Don’t get me wrong. I have great respect for our Administrators and I know that they have very difficult jobs to do. They didn’t write the Student’s Bill of Rights, but they do have some room to move under the established rules. Why not take the whole issue to a vote? Why not have the students decide what we want and don’t want in our school? Isn’t that conducive to “Success for All” and our basic system of Democracy?

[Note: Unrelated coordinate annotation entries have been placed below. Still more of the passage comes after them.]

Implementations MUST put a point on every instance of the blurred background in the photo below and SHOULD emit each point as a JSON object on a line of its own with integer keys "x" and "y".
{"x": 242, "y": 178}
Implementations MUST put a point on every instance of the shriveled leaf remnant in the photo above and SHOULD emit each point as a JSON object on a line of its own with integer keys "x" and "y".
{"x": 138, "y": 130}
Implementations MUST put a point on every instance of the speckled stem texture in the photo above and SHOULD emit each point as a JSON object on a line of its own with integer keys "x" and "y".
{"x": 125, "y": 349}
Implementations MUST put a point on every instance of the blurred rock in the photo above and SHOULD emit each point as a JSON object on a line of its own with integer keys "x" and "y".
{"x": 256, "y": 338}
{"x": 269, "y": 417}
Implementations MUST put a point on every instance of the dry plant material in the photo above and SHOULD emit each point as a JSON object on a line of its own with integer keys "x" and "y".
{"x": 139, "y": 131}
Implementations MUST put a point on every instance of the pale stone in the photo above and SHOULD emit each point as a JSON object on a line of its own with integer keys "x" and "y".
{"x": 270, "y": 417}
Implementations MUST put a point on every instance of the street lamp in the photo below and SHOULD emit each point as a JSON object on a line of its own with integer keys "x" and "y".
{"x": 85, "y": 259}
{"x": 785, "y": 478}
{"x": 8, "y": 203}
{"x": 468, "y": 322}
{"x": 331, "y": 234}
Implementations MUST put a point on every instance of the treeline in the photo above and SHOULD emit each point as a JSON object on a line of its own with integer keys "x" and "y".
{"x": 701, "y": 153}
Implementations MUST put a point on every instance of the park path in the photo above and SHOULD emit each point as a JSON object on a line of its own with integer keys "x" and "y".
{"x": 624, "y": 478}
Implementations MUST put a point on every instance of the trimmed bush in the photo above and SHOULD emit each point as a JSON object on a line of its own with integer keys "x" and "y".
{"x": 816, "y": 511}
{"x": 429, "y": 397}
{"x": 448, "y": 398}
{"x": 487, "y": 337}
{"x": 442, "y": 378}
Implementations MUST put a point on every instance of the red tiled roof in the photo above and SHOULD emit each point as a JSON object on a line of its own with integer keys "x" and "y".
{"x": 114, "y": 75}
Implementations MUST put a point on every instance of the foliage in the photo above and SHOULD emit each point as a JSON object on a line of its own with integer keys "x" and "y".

Oh, just a few asides: Kudos to Dr.Jenkins for writing a piece for the last issue of The Lance. Whether you agree with him or not, at least one of our Administrators took the time to voice his opinion and let the student body know a little bit about him. Boo hiss to the St. Valentines Day massacres that happened a few weeks back. I can think of no better way to get the friendly gun-toting police officers–excuse me,”Educational Resource Officers”– out of the halls of La Follette than a few good bare knuckle brawls. I’m also just a bit curious about the awards convocation (party) last month. Do our grade principals really know so little about us that they can’t pronounce our names correctly?